When Jewish families were rounded up, thrown in prison, then sent off to die in extermination camps, it was the French themselves who did a lot of the heavy work. Of course, this atrocity, including at best estimate around 11,000 children, CHILDREN, being sent to their death continues to bring shame on the generation of French men (and some women) who either did it or looked the other way. Of course it does. I have often thought to myself that there is, then, nothing that the French could do to atone for this deep denial of the humanity of others, even of young kids. But I was wrong. There is something they can do. And I never would have thought of it myself. This week President Nicolas Sarkozy proposed a response to this atrocity that is so creative and potentially effective that I wonder that it took so many years to think of it. It calls on the next generation of French kids to do something that really makes sense.
His proposal is that the ten-year olds in French schools would each "adopt" one of the Jewish children, to learn about that child's life (and presumably, death), to own a picture of that child, and to keep the memory of that child alive. This seems to me like a great idea, one which will help the French turn the page on an awful part of their history. But then I was strongly in favor of the ban on head scarves too, for much the same reason: that it will foster solidarity in the people, rather than encourage ethnic enclaves.
The thoroughly predictable backlash started almost immediately. We are told that asking these ten year olds to identify with holocaust victims will traumatize them, that they are too young to be burdened with this task. My response to that is that being ten years old is so traumatic itself (Don't people REMEMBER what it was like on the schoolyard?) that this identification with an innocent and thoroughly real child would be a tonic.

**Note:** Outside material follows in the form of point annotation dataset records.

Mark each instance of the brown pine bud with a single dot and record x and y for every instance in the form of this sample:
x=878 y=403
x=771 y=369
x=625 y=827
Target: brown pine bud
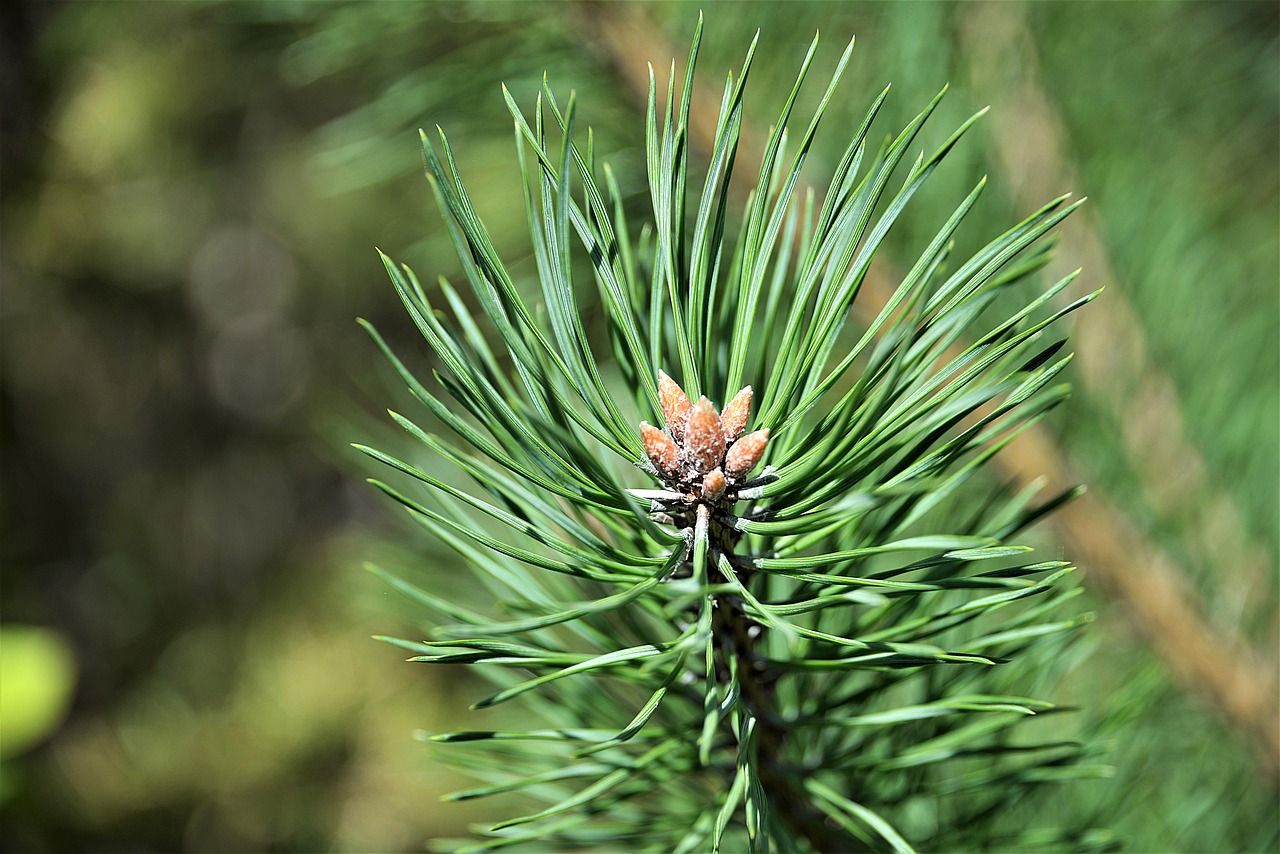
x=675 y=406
x=713 y=484
x=704 y=439
x=734 y=418
x=745 y=453
x=662 y=451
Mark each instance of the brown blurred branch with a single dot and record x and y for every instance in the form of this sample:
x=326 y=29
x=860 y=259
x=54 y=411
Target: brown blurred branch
x=1120 y=562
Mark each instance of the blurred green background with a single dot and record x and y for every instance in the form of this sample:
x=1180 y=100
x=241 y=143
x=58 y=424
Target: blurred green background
x=190 y=200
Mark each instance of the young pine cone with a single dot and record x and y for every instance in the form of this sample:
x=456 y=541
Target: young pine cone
x=703 y=453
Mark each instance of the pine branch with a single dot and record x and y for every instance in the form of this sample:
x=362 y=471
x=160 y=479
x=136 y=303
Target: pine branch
x=1220 y=668
x=772 y=624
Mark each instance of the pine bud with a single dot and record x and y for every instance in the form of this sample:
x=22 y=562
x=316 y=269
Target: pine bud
x=704 y=439
x=713 y=484
x=745 y=453
x=662 y=451
x=675 y=406
x=734 y=418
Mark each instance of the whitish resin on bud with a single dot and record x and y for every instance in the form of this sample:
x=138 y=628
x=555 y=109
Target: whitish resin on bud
x=713 y=484
x=676 y=407
x=662 y=451
x=704 y=439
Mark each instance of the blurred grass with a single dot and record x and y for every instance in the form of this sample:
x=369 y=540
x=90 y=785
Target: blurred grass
x=191 y=195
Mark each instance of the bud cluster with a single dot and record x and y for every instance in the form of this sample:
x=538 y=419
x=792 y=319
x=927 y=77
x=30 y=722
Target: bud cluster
x=703 y=455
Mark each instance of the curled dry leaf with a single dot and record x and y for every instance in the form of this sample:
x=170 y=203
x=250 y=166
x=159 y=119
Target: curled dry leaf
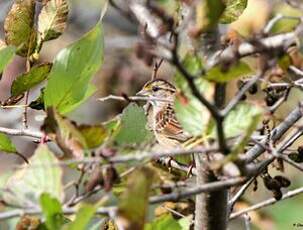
x=65 y=133
x=18 y=26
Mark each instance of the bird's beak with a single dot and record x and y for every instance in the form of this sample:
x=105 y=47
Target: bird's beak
x=142 y=92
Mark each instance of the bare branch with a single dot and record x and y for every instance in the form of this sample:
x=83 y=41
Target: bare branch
x=21 y=132
x=276 y=134
x=266 y=203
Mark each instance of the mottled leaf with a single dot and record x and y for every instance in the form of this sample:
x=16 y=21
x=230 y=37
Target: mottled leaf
x=192 y=115
x=132 y=216
x=52 y=211
x=133 y=126
x=233 y=10
x=52 y=19
x=28 y=80
x=18 y=26
x=6 y=56
x=94 y=135
x=41 y=175
x=73 y=68
x=216 y=74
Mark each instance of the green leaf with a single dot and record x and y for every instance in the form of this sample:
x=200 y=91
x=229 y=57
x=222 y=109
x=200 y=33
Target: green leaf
x=134 y=201
x=94 y=135
x=52 y=211
x=192 y=115
x=83 y=216
x=133 y=126
x=252 y=124
x=52 y=19
x=65 y=133
x=233 y=10
x=38 y=103
x=18 y=26
x=6 y=144
x=186 y=222
x=73 y=68
x=240 y=119
x=28 y=80
x=238 y=70
x=6 y=56
x=164 y=222
x=41 y=175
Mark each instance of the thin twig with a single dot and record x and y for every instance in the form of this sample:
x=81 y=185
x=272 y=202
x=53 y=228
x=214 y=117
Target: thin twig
x=132 y=98
x=276 y=134
x=21 y=132
x=266 y=203
x=241 y=191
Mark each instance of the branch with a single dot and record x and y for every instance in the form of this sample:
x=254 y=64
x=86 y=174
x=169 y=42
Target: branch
x=111 y=210
x=266 y=203
x=276 y=134
x=21 y=132
x=241 y=191
x=142 y=156
x=231 y=53
x=209 y=187
x=132 y=98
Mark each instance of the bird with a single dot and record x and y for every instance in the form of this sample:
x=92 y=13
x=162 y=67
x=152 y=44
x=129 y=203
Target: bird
x=161 y=114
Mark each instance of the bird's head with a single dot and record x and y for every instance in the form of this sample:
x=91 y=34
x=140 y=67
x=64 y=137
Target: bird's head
x=158 y=88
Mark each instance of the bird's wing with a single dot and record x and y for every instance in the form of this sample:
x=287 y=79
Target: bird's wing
x=168 y=125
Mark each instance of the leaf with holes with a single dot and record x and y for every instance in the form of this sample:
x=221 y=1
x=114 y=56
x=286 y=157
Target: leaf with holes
x=69 y=80
x=18 y=26
x=28 y=80
x=24 y=187
x=52 y=19
x=132 y=216
x=233 y=10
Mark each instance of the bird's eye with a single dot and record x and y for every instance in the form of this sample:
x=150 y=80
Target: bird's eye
x=155 y=88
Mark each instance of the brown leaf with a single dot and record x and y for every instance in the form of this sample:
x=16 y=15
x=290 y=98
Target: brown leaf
x=65 y=133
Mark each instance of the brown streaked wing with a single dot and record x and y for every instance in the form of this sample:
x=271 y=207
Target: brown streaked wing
x=168 y=125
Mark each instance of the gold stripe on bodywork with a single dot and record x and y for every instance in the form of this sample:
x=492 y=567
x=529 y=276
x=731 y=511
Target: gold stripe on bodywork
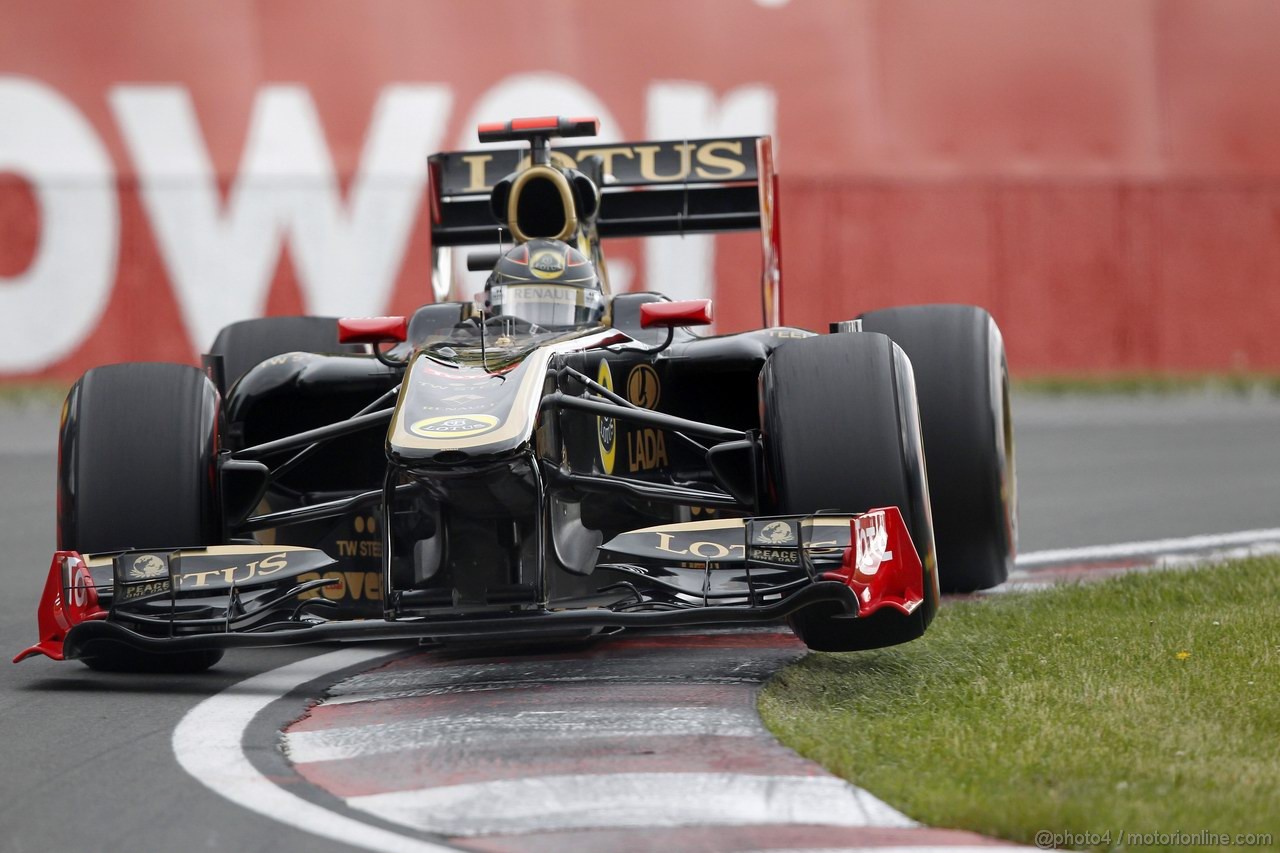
x=524 y=407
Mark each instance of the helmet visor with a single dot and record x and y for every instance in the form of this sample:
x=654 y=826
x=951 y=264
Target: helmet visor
x=547 y=305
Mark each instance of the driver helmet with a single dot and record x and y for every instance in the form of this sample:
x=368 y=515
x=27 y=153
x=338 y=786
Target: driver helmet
x=548 y=283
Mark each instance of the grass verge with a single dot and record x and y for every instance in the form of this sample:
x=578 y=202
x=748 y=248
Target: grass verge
x=1146 y=703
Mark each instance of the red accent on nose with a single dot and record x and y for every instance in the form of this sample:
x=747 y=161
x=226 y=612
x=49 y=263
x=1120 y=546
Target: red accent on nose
x=672 y=314
x=371 y=329
x=536 y=123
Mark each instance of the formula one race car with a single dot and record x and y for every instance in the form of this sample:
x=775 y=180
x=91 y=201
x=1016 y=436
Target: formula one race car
x=557 y=461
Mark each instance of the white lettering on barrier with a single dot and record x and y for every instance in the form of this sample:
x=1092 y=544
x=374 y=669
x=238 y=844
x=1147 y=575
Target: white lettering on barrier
x=685 y=269
x=222 y=260
x=53 y=305
x=526 y=94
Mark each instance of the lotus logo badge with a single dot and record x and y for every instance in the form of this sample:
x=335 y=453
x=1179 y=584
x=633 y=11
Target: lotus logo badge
x=777 y=533
x=455 y=425
x=147 y=566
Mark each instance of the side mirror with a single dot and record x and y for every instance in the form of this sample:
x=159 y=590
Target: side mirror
x=373 y=329
x=671 y=315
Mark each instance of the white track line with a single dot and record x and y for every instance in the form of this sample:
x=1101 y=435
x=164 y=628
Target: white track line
x=580 y=724
x=1152 y=548
x=622 y=801
x=210 y=746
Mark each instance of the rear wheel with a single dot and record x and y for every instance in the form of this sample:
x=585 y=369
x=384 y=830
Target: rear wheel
x=963 y=381
x=247 y=343
x=841 y=432
x=137 y=469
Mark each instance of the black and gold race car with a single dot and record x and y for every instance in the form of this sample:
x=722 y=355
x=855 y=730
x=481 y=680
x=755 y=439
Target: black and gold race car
x=554 y=461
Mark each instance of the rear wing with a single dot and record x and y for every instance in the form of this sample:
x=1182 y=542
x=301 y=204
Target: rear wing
x=647 y=190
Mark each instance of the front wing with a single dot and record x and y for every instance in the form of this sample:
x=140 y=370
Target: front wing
x=247 y=596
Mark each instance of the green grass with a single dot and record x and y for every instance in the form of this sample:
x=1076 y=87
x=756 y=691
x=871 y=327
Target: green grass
x=26 y=392
x=1237 y=384
x=1146 y=703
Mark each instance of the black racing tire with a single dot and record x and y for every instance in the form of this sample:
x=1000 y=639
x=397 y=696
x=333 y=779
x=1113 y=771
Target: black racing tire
x=248 y=343
x=841 y=432
x=137 y=469
x=961 y=377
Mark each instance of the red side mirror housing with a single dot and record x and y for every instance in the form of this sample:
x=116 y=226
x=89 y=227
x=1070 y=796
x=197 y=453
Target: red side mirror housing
x=670 y=315
x=373 y=329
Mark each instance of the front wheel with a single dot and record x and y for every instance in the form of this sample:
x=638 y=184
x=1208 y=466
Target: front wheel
x=137 y=469
x=841 y=432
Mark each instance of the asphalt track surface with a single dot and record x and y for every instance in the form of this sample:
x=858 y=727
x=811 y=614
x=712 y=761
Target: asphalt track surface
x=86 y=760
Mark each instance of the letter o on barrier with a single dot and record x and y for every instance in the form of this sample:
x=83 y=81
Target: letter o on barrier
x=49 y=308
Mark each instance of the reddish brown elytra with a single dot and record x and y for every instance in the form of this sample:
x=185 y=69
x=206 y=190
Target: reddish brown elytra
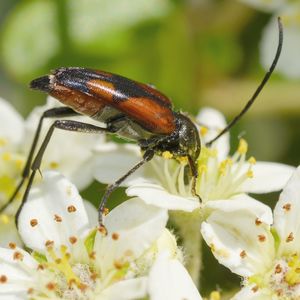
x=131 y=110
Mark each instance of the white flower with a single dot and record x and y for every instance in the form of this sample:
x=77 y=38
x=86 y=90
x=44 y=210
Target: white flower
x=163 y=181
x=267 y=257
x=69 y=152
x=71 y=259
x=289 y=12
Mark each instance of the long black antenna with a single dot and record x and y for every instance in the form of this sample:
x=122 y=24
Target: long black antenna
x=258 y=90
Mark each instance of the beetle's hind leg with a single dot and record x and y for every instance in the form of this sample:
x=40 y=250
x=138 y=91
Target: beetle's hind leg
x=194 y=171
x=68 y=125
x=148 y=155
x=56 y=112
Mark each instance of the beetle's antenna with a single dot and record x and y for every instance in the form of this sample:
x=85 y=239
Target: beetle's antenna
x=259 y=89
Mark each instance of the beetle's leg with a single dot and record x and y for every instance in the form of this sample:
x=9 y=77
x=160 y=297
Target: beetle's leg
x=148 y=155
x=56 y=112
x=195 y=176
x=68 y=125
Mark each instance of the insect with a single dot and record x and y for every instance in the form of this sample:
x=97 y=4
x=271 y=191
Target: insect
x=129 y=109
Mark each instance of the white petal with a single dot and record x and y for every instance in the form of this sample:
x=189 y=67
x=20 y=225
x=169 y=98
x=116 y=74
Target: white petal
x=130 y=289
x=47 y=201
x=9 y=233
x=113 y=161
x=268 y=177
x=156 y=195
x=238 y=239
x=12 y=124
x=250 y=293
x=69 y=152
x=169 y=280
x=92 y=213
x=289 y=63
x=215 y=122
x=18 y=273
x=286 y=215
x=137 y=225
x=243 y=203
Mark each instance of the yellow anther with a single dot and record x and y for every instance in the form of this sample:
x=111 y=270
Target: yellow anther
x=53 y=165
x=6 y=156
x=252 y=160
x=215 y=295
x=202 y=169
x=183 y=159
x=167 y=155
x=250 y=174
x=4 y=219
x=203 y=131
x=3 y=142
x=243 y=147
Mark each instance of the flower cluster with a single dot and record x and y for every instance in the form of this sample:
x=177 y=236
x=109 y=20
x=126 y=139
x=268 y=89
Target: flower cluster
x=60 y=252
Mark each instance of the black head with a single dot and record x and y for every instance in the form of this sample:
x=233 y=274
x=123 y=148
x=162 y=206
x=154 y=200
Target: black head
x=188 y=137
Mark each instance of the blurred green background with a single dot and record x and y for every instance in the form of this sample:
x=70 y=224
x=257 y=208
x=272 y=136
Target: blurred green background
x=198 y=52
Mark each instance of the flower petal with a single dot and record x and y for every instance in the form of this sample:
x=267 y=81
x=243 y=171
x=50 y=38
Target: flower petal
x=113 y=161
x=239 y=239
x=130 y=289
x=9 y=233
x=15 y=265
x=243 y=203
x=250 y=292
x=169 y=280
x=53 y=212
x=268 y=177
x=132 y=228
x=156 y=195
x=215 y=122
x=75 y=164
x=286 y=215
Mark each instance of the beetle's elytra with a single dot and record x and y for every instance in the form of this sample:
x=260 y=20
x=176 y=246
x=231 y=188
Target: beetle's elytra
x=132 y=110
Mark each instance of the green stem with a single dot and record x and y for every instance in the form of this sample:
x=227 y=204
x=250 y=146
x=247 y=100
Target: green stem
x=188 y=227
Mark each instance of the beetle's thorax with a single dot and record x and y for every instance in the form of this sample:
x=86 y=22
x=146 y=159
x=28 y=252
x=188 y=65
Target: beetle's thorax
x=184 y=141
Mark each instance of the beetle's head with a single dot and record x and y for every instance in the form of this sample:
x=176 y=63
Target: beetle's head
x=188 y=137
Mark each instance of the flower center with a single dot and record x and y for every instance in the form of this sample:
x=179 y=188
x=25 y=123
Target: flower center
x=216 y=179
x=283 y=280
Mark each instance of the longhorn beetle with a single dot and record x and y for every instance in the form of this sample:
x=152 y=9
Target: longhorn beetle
x=129 y=109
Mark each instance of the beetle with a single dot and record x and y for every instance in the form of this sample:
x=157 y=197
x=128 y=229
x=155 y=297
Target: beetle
x=129 y=109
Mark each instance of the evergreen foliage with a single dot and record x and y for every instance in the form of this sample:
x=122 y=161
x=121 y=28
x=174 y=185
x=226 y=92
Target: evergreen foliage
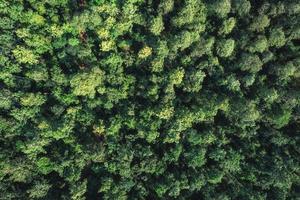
x=157 y=99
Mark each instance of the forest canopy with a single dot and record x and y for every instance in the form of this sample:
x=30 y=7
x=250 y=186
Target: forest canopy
x=150 y=99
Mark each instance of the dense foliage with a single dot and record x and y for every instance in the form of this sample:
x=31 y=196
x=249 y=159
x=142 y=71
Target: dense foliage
x=156 y=99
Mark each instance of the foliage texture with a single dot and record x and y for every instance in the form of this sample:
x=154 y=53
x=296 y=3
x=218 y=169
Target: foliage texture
x=150 y=99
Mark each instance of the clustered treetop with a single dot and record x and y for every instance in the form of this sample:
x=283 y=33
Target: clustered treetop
x=156 y=99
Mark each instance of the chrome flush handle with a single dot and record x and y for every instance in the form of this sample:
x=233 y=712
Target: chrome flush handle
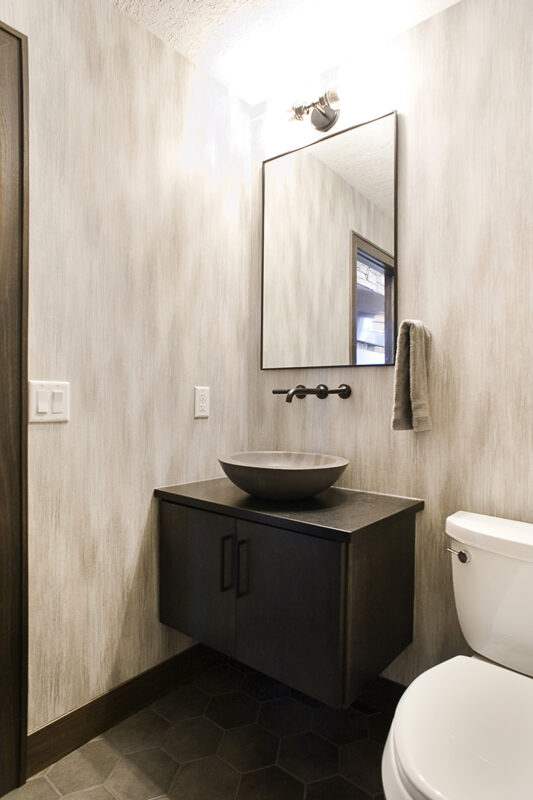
x=463 y=555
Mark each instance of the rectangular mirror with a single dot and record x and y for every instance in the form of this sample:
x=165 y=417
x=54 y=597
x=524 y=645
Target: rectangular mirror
x=329 y=251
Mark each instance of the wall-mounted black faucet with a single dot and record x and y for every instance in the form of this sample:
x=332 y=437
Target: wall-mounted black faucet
x=321 y=391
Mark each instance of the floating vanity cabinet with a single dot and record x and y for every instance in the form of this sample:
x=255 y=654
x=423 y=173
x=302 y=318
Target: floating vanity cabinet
x=317 y=594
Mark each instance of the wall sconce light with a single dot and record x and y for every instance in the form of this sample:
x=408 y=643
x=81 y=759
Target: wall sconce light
x=323 y=115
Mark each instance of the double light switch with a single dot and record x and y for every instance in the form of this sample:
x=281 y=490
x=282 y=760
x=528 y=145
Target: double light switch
x=49 y=401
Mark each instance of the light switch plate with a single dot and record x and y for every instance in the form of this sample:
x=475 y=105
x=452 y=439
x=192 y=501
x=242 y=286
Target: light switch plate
x=201 y=402
x=49 y=401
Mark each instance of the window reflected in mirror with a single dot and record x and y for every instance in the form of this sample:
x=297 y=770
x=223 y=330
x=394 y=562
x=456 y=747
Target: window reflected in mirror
x=373 y=324
x=329 y=251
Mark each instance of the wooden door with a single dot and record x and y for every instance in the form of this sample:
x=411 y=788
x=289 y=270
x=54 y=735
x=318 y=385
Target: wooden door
x=13 y=420
x=196 y=552
x=289 y=620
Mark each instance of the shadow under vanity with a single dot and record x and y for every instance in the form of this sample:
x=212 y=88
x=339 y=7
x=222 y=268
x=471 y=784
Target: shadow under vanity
x=317 y=593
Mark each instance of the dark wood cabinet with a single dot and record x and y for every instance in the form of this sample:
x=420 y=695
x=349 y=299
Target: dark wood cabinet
x=196 y=598
x=288 y=621
x=322 y=608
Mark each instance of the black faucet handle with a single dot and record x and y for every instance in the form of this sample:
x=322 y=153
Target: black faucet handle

Others object that we would have the effect of making this generation feel guilty for crimes that they did not commit, did not even previously know about. I think this objection seriously underestimates the maturity of ten year olds today. They know about drugs. They know about violence. They certainly know about hate. And Sex. So they can know about this tragic story without feeling that they did it. When I was a kid I always felt more secure when adults told me the truth. Stories about fairies freaked me out. Clowns terrified me. But the truth never did, because then I knew just what it was I had to deal with. The truth can hurt like a bitch, but it is always better than everything else.